Além do massivo investimento em meios de geração energética, com ênfase para a matriz hidrelétrica, as empresas chinesas também fizeram incursões no segmento de transmissão, o que pode ser denotado pela compra da Eletrosul pela Shanghai Electric e Zhejiang (SZE) em 2018. A empresa fará, de maneira fracionada, investimentos da ordem de R$3,96 bilhões em 1,9 mil quilômetros de linhas transmissoras, que passarão por 59 municípios gaúchos afastados dos grandes centros, beneficiarão mais de quatro milhões de cidadãos e gerarão cerca de doze mil empregos. Outra companhia chinesa que está imersa em projetos de transmissão elétrica é a State Grid Corporation, que em 2014 venceu o leilão da linha de Belo Monte e em 2019 iniciou operações para o desenvolvimento de uma linha de transmissão de 2500 quilômetros, transportando energia da Usina Hidrelétrica de Belo Monte, no Pará, para várias localidades da região Sudeste do Brasil, com o auxílio de um investimento de R$ 8,5 bilhões da State Grid e R$ 5,2 bilhões do Banco Nacional de Desenvolvimento Econômico e Social (BNDES). Atualmente, em 2021, diante dos avanços de obras e novas aquisições, a State Grid já possui 10 mil quilômetros em linhas de transmissão, o que a posiciona isoladamente como a maior empresa estrangeira desse ramo instalada no território brasileiro.

Além da geração e transmissão, a distribuição é outro subsetor do ramo de energia elétrica, e também há uma relevante participação de capital chinês nessa área. O maior destaque foi a compra da Companhia Paulista de Força e Luz (CPFL), concluída em 2020, quando a State Grid comprou 54,64% das ações da empresa paulista por um valor de R$4,5 bilhões, uma compra histórica dada a relevância e tamanho do empreendimento. Por ser a maior distribuidora de eletricidade do país e ter importância estratégica para o estado que é o motor econômico da nação, a negociação da CPFL fortaleceu rumores e provocou abalos políticos, por parte de cidadãos e parlamentares conservadores, de que a China teria intenções não apenas econômicas em suas negociações com o Brasil, mas também políticas e militares, em razão de seu suposto conflito comercial e ideológico com os Estados Unidos. O Presidente da República, Jair Bolsonaro, já havia feito declarações polêmicas com esse teor em 2018, ao dizer que a China queria “comprar o Brasil”, e insinuar que o país oriental tinha objetivos de implantar suas ideologias em terras brasileiras. Entretanto, em 2019, durante visita a Xin Jinping, o presidente brasileiro mudou o tom de seu discurso e inclusive se mostrou disposto a negociar fatias de companhias estatais como Petrobrás, Eletrobrás e Correios. De qualquer modo, os rumores, provocações e declarações políticas são negativas se analisadas por um viés econômico, pois dificultam as tratativas sobre eventuais novas aquisições e fusões, que, na maior parte das vezes, são benéficas tanto para o Brasil como para a China.
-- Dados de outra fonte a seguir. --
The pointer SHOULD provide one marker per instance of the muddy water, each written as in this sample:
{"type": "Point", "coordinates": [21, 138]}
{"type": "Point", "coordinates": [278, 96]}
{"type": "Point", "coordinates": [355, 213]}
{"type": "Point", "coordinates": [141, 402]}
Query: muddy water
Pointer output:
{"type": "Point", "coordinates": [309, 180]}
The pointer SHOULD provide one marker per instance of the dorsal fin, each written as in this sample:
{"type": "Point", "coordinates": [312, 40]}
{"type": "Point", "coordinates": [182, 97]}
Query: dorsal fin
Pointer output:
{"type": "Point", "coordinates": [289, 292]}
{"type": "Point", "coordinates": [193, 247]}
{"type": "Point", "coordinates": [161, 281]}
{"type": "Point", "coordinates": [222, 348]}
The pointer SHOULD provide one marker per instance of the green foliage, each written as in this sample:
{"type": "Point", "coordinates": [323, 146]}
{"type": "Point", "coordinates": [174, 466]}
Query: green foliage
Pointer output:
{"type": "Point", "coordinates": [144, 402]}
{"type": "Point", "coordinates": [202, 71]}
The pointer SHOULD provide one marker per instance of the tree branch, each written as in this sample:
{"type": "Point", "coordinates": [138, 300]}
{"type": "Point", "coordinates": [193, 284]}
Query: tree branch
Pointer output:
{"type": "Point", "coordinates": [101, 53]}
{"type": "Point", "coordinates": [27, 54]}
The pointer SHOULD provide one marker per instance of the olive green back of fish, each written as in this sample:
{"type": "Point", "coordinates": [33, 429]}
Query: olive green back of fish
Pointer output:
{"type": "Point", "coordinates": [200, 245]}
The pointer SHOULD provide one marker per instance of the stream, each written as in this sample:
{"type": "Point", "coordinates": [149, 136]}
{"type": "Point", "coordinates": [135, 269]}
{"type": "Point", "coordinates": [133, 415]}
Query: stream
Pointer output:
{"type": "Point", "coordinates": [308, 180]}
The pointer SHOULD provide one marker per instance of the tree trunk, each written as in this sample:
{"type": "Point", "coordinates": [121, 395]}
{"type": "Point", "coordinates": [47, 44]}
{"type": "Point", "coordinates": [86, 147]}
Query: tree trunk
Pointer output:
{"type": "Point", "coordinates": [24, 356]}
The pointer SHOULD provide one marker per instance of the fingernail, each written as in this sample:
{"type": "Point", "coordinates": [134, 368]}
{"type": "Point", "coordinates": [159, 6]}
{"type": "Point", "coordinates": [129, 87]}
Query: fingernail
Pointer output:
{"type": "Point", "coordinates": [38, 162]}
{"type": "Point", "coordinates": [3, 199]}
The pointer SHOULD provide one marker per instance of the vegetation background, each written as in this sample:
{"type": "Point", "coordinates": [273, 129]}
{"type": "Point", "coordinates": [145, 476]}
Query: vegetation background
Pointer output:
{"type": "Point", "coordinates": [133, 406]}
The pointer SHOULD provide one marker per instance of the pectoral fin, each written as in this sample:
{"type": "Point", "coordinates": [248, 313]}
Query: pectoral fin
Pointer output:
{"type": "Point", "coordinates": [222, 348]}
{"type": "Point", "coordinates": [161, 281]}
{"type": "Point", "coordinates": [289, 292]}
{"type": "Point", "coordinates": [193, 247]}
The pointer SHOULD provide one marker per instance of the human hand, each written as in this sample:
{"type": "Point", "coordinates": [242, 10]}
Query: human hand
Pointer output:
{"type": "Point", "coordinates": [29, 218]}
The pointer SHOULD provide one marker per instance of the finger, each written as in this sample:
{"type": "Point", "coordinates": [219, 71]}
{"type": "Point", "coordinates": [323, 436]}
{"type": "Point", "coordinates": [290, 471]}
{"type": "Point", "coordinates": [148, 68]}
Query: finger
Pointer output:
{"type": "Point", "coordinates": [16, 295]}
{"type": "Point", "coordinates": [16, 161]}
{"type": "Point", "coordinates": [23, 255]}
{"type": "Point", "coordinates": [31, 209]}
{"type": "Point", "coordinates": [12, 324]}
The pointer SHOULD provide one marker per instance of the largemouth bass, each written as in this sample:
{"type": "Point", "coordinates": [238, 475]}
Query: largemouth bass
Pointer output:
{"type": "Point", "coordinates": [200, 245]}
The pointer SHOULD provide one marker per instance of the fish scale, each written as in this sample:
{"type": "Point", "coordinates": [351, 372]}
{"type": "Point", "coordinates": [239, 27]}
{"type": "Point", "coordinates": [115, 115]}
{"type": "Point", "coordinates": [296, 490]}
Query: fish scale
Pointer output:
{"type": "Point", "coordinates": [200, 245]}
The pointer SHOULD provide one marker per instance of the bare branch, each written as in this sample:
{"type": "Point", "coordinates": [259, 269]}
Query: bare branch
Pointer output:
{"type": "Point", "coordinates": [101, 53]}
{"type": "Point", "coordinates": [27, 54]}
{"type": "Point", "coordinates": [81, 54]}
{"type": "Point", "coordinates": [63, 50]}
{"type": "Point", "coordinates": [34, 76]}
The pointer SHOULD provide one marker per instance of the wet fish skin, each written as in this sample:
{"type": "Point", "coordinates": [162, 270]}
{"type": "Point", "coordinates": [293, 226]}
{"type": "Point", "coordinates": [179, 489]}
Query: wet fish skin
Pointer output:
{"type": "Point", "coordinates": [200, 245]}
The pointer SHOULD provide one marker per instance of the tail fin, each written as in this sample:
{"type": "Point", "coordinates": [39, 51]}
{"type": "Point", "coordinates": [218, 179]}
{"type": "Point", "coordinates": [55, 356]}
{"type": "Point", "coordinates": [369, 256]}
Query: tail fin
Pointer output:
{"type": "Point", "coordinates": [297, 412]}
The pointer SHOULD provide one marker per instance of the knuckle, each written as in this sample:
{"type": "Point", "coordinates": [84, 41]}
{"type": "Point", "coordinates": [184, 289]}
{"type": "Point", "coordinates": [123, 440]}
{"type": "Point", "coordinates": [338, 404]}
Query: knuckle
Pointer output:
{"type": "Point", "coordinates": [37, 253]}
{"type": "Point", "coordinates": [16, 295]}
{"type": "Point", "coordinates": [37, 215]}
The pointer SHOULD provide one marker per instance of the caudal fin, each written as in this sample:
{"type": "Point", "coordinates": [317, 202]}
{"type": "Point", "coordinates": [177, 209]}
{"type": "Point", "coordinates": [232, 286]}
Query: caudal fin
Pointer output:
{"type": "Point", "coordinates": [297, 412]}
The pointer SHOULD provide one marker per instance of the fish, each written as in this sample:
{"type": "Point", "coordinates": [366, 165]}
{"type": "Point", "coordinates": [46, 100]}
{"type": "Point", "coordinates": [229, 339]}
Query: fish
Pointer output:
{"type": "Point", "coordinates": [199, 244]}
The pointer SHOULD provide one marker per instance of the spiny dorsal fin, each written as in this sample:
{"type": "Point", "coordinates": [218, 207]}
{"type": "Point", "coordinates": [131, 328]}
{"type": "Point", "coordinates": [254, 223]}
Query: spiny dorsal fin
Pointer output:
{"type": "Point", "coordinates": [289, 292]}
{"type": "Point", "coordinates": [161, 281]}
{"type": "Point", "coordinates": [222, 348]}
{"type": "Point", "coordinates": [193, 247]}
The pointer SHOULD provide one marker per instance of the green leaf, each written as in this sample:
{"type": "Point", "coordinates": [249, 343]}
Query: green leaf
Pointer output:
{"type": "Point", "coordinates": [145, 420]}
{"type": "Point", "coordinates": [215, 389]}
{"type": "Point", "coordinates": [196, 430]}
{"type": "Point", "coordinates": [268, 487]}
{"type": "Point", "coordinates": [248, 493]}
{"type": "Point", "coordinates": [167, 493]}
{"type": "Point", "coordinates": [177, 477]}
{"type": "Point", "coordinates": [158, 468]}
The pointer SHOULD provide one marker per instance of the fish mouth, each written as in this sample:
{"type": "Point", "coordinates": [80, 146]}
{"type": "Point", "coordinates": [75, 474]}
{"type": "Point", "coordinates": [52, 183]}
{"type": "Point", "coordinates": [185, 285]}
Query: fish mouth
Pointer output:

Portanto, é evidente que os investimentos chineses no setor brasileiro de energia são numerosos e contam com recursos financeiros significativos, tendo em vista o crescimento econômico sobrecomum do país asiático. É sabido que a existência de infraestrutura eficiente é um requisito básico para o desenvolvimento socioeconômico de qualquer nação, de tal maneira que o Brasil não deve rechaçar o capital chinês em nomes de bandeiras políticas, mas sim buscar meios de tornar a parceria sino-brasileira cada vez mais eficaz e produtiva, sempre visando a soberania de ambos territórios, o bem-estar da população e o crescimento econômico.